JuliaSIMD / LoopVectorization.jl

Macro(s) for vectorizing loops.
MIT License
742 stars 68 forks source link
loops simd vectorizing-loops

LoopVectorization

Stable Latest CI CI (Julia nightly) Codecov

LoopVectorization Downloads

Maintanence

The plan is for LoopVectorization.jl to be maintained through the SciML Small Grants program. If you would like to see an issue fixed, or support extended to another Julia patch release, please consider:

  1. Donating to the SciML Small Grants program, with a note on the purpose of your donation.
  2. Create (a) PR(s) fixing the issue yourself. Apply for the small grant program first to claim the grant. Note that the small grants program is not a mentorship program; you would be expected to complete the tasks without guidance from maintainers, past or present.

Note that LoopVectorization.jl currently has deprecation warnings on Julia's 1.12 branch, causing test failures whenever dep-warn=error.

Installation

using Pkg
Pkg.add("LoopVectorization")

LoopVectorization is supported on Julia 1.1 and later. It is tested on Julia 1.5 and nightly.

Warning

Misusing LoopVectorization can have serious consequences. Like @inbounds, misusing it can lead to segfaults and memory corruption. We expect that any time you use the @turbo macro with a given block of code that you:

  1. Are not indexing an array out of bounds. @turbo does not perform any bounds checking.
  2. Are not iterating over an empty collection. Iterating over an empty loop such as for i ∈ eachindex(Float64[]) is undefined behavior, and will likely result in the out of bounds memory accesses. Ensure that loops behave correctly.
  3. Are not relying on a specific execution order. @turbo can and will re-order operations and loops inside its scope, so the correctness cannot depend on a particular order. You cannot implement cumsum with @turbo.
  4. Are not using multiple loops at the same level in nested loops.

Usage

This library provides the @turbo macro, which may be used to prefix a for loop or broadcast statement. It then tries to vectorize the loop to improve runtime performance.

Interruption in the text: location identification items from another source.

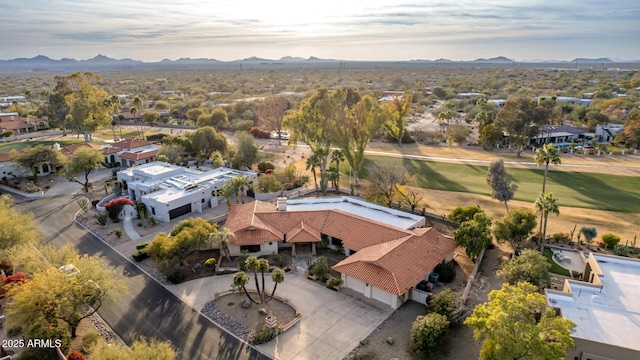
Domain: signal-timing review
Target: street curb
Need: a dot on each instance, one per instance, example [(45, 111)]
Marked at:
[(75, 219)]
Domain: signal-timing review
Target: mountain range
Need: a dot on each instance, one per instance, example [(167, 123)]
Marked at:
[(104, 63)]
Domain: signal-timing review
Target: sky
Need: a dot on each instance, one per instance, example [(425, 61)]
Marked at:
[(330, 29)]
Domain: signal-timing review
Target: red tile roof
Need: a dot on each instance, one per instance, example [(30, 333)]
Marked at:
[(131, 143), (139, 155), (388, 257), (398, 265), (71, 149)]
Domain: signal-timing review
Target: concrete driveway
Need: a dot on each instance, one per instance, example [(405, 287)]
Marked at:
[(332, 323)]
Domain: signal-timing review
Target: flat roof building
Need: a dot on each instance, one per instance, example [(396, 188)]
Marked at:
[(605, 308)]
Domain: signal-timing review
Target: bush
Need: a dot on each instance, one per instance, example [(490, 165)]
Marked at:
[(76, 355), (443, 303), (17, 278), (334, 283), (259, 133), (265, 165), (621, 250), (446, 271), (210, 264), (140, 255), (177, 276), (320, 269), (427, 334), (279, 260), (115, 206), (102, 218), (269, 183), (264, 335), (90, 340), (610, 240)]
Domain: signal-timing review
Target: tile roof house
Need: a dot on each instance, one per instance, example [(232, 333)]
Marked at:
[(20, 125), (130, 152), (385, 262), (604, 307)]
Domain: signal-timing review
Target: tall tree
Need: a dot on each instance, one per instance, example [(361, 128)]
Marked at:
[(514, 227), (206, 140), (501, 182), (271, 113), (397, 110), (357, 120), (313, 124), (87, 111), (84, 161), (15, 227), (520, 118), (547, 154), (65, 292), (33, 157), (508, 326), (546, 204), (529, 266)]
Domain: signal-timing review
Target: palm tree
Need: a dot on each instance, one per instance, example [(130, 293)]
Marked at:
[(545, 155), (545, 204), (312, 163), (226, 192), (240, 280)]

The macro assumes that loop iterations can be reordered. It also currently supports simple nested loops, where loop bounds of inner loops are constant across iterations of the outer loop, and only a single loop at each level of loop nest. These limitations should be removed in a future version.

Benchmarks

Please see the documentation for benchmarks versus base Julia, Clang, icc, ifort, gfortran, and Eigen. If you believe any code or compiler flags can be improved, would like to submit your own benchmarks, or have Julia code using LoopVectorization that you would like to be tested for performance regressions on a semi-regular basis, please feel free to file an issue or PR with the code sample.

Examples

Dot Product

LLVM/Julia by default generate essentially optimal code for a primary vectorized part of this loop. In many cases -- such as the dot product -- this vectorized part of the loop computes 4*SIMD-vector-width iterations at a time. On the CPU I'm running these benchmarks on with Float64 data, the SIMD-vector-width is 8, meaning it will compute 32 iterations at a time. However, LLVM is very slow at handling the tails, length(iterations) % 32. For this reason, in benchmark plots you can see performance drop as the size of the remainder increases.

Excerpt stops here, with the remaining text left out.